An expert who refers to the implants as to be unusable, because they were not sitting deep enough in the jaw bone and incorrectly positioned. For the more treatment there is for women therefore, the choice between “plague and Cholera”: are the artificial tooth roots in the jaw, must live permanently, with an increased risk of ignition. It lets you remove damaged bone so that new implants (BGH from the 13.09.2018, file number III ZR 294/16).
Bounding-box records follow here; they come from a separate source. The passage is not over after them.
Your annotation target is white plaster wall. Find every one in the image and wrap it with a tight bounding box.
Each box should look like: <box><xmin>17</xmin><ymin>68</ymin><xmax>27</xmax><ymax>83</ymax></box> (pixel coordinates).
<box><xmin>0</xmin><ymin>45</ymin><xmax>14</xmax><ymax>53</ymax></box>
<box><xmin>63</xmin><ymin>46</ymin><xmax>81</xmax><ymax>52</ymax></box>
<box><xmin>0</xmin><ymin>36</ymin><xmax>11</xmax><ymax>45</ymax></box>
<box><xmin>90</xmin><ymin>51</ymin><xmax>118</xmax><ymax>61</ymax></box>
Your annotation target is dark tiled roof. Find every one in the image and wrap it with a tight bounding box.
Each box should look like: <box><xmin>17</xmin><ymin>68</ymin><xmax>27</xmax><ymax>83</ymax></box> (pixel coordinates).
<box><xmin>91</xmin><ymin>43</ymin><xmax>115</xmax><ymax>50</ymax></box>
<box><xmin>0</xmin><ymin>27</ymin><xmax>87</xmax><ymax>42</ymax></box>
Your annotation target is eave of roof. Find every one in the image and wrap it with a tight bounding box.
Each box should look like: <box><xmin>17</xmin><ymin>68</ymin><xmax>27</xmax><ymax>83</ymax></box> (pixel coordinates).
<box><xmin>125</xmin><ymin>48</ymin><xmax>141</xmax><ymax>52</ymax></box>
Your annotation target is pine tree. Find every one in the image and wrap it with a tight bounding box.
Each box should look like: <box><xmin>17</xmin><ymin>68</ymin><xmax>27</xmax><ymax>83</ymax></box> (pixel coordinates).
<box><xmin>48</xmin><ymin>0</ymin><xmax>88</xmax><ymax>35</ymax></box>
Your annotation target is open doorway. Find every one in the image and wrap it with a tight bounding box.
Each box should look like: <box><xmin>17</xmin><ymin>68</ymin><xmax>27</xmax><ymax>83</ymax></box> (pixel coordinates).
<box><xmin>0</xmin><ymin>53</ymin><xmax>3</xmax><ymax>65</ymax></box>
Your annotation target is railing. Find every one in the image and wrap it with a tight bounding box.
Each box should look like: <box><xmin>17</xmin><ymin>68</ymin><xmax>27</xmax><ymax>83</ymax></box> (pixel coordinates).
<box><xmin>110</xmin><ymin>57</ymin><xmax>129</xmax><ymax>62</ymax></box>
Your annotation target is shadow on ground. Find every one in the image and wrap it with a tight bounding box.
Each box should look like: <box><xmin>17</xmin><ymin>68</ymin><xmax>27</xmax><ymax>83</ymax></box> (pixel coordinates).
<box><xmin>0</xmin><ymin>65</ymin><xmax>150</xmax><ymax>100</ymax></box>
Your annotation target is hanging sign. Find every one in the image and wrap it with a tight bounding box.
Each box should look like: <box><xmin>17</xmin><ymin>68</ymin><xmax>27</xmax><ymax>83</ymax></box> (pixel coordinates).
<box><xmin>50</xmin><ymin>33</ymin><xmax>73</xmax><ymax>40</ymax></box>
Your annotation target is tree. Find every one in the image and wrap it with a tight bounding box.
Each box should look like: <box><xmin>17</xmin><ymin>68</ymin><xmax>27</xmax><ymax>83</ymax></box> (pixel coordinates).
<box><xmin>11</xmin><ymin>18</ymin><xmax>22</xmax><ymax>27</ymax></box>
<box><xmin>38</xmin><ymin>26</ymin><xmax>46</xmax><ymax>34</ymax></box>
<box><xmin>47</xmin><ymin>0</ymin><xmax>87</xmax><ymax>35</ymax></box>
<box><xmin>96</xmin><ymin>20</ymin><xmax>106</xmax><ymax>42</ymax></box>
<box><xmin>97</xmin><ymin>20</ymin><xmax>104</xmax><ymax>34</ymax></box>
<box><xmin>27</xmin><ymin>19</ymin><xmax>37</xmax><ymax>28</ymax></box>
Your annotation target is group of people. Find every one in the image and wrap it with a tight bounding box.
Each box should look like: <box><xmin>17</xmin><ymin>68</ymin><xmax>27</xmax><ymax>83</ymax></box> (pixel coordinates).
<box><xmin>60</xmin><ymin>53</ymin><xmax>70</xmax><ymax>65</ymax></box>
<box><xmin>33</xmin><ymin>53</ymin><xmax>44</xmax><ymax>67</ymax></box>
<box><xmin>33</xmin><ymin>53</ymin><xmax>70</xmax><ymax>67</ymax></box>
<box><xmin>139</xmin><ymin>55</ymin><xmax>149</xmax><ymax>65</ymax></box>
travel law: Pro-rata compensation for broken cruise

What you may not require, if a trip takes place as planned? After a fancy cruise, a couple from Berlin receives a compensation: Because of the “useless spent vacation days” however, it was not entitled to get the full price will be replaced.

The couple had booked a two week cruise in the Caribbean for 5000 Euro. Three days prior to the beginning of the trip was that on the ship, no cabins reserved. The Couple wanted to have his vacation days go to waste and booked instead a ride through Florida with the car for 890 Euro. From the travel organizer the tourists for the cancelled cruise demanded back the full price of the trip. In addition, they wanted to get the cost for the rental car of the Trip to be refunded.

In the first instance, the LG of Cologne, spoke for the couple, 3700 Euro, a compensation of 73 percent of the travel price. The additional costs for the rental car-travel were rejected. According to the court, the Cologne judges have made the right decision. Only in extreme cases, customers could make higher compensation of up to 100 percent of the claim, for example, if you have missed out on by the failure of a one-time event such as a football world Cup (BGH from the 29.05.2018, file no. X ZR 94/17).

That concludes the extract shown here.